Well, that was a sensational Labour Force result, with employment up by a massive +61,600 in November, including +41,900 full time jobs, making for 14 gains on the bounce and the best monthly result in a couple of years.
The trend growth in employment tore up to +3.1 per cent, or +371,000 jobs, which is the highest annual employment growth ever recorded on that measure - and better still this has overwhelmingly been driven by full time jobs (about four-fifths of the increase).
Total hours worked were a fairly punchy +4 per cent higher over the year, or +3.4 per cent higher over the year in trend terms.
Full employment for NSW
There was a tremendous surge in total employment in New South Wales (+28,500) and Victoria (+32,900) in the month of November, with employment ballooning in those two states by +120,000 and +110,000 respectively over the year.
Queensland also added more than +95,000 jobs over the year, albeit only about half of those positions full-time.
The trend employment growth in Queensland has soared to +4.8 per cent, reflected in net interstate migration that is beginning to gather a head of steam in the Sunshine State (well over +5,000 people over the last 3 months of available data, a decade high).
Western Australia saw a solid +35,000 increase in employment over the year, though the state's unemployment rate increased on a higher participation rate.

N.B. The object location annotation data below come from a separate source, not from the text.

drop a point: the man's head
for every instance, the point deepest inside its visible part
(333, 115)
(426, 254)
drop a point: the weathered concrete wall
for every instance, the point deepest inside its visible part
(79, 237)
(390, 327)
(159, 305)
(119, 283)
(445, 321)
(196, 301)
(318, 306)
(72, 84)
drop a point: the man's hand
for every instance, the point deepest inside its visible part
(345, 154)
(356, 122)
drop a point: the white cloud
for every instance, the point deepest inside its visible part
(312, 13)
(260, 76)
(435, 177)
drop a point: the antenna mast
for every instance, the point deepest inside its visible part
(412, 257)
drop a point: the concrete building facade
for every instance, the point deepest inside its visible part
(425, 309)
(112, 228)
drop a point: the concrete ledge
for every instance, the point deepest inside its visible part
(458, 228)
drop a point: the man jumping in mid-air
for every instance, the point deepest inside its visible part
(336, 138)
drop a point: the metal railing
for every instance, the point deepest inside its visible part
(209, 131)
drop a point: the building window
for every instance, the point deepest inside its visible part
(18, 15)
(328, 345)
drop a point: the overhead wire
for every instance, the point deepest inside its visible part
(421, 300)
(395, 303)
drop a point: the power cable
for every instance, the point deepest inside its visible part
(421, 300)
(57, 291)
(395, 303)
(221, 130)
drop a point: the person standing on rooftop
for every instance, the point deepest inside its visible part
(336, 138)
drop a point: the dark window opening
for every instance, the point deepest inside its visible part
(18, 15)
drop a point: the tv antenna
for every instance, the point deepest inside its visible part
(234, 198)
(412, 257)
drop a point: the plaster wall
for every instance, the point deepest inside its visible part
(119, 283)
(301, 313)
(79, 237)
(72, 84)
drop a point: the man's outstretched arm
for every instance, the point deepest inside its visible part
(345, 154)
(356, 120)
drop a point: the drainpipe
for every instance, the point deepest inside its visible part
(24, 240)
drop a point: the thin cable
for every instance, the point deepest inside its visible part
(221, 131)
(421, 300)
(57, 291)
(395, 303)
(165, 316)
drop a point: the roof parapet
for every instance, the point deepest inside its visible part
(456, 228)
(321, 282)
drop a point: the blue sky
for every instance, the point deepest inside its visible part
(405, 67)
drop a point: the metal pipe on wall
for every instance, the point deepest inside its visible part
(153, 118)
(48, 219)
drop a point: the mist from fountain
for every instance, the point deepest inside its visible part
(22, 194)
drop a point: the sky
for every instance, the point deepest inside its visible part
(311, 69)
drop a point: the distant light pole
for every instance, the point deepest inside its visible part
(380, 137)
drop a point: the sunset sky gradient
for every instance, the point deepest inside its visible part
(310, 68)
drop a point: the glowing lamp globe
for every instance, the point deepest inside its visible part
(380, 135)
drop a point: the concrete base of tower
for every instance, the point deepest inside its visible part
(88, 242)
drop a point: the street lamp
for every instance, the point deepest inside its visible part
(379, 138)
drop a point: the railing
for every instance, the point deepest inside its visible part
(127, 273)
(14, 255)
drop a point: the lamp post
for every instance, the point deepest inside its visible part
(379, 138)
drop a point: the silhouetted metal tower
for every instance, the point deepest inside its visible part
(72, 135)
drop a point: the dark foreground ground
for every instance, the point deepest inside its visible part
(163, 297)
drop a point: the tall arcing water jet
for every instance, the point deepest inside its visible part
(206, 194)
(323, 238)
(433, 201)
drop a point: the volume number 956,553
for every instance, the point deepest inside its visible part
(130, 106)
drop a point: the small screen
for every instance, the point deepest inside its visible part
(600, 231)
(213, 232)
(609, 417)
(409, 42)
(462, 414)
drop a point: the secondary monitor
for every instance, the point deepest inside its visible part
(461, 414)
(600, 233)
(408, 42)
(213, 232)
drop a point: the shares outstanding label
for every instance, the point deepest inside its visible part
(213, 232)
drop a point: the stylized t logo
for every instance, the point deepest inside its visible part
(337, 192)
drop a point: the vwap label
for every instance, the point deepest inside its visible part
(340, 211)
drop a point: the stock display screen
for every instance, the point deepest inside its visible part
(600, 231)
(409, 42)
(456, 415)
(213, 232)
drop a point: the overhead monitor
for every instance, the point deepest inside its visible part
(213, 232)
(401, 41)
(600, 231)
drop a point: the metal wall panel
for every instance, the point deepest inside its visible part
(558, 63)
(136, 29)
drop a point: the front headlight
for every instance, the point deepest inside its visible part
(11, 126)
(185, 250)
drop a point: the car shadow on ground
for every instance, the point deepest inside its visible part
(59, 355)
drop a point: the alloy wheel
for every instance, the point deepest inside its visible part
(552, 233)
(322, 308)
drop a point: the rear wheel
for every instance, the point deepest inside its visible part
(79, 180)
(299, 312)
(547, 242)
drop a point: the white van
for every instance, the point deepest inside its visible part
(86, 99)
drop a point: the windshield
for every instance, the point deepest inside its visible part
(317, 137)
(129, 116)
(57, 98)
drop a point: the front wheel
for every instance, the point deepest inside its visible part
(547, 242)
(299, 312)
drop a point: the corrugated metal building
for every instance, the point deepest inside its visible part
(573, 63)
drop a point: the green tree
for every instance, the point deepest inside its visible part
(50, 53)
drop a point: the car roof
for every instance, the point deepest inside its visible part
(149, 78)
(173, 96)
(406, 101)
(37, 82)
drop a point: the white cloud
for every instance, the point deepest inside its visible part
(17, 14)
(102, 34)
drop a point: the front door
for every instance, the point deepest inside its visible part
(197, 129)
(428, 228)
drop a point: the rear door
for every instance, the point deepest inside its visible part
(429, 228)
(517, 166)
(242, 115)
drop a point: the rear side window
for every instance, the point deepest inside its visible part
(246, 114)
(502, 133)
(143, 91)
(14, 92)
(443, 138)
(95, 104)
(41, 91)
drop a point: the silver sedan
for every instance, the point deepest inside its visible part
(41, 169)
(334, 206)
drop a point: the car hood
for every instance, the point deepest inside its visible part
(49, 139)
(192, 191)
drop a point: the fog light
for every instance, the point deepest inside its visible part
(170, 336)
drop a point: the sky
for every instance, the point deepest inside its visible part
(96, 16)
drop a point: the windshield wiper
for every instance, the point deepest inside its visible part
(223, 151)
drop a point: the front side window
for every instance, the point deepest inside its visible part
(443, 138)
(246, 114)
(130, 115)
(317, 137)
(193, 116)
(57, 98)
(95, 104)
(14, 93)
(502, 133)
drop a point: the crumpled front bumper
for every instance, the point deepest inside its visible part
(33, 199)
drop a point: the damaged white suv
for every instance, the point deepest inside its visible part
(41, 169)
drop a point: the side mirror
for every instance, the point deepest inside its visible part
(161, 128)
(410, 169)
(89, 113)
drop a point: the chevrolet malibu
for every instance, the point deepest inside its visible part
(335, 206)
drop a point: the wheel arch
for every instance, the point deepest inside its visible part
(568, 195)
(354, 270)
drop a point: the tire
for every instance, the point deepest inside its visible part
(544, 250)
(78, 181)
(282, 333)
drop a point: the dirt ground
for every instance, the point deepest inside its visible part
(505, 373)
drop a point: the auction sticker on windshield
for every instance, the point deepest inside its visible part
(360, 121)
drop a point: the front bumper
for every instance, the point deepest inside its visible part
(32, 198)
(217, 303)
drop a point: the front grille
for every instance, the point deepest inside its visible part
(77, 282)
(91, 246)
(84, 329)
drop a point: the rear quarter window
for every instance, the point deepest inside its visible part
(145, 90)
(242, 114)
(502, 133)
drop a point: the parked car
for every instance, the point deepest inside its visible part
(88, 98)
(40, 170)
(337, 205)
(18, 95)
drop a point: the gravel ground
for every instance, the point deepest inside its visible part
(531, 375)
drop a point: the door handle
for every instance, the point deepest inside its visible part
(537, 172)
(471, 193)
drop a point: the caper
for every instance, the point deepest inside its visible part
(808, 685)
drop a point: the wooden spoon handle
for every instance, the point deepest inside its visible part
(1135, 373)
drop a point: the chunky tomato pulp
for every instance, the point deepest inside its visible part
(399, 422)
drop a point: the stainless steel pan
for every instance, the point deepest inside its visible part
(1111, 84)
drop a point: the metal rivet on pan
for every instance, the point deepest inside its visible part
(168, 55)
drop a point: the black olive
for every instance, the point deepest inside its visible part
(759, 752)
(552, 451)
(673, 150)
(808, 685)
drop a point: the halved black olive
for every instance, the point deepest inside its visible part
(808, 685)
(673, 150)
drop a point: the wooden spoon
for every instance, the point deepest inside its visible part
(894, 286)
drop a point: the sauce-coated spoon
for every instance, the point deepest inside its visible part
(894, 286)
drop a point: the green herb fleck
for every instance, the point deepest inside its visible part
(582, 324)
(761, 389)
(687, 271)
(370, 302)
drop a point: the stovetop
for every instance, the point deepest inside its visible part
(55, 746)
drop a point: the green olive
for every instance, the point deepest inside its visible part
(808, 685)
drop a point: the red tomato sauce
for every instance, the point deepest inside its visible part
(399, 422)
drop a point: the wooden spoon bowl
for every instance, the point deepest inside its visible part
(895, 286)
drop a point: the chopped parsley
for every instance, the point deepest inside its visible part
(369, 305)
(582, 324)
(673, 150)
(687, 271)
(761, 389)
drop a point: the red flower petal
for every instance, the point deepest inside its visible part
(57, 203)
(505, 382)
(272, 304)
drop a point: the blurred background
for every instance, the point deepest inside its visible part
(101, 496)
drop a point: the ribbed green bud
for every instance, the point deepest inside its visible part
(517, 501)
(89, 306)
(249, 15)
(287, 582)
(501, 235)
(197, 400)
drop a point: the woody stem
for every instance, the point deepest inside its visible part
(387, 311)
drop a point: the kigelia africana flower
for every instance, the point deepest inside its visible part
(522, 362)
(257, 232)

Indeed an interesting aspect of this release was that the national participation rate suddenly leapt to 65.5 per cent, meaning that there was no change in the headline unemployment rate.
In New South Wales in original terms the unemployment rate dropped to just 4.4 per cent, with the trend unemployment rate now just 4.6 per cent.
Hello, full employment! NSW is now within a sports stadium or two of a record low unemployment rate - amazing stuff.
The wrap
This was a big result, strong pretty much all round, blasting expectations and sending the Aussie dollar soaring.
More Aussies are looking for work, and the economy is creating the jobs accordingly, in part driven by infrastructure projects.
The quarterly measures of underemployment and underutilisation both fell nicely from quite elevated levels, and importantly, leading indicators point to more of the same over the next 6 months.
The Reserve Bank will be thrilled with these numbers, and all eyes will now turn to look for signs of wages growth in the new year.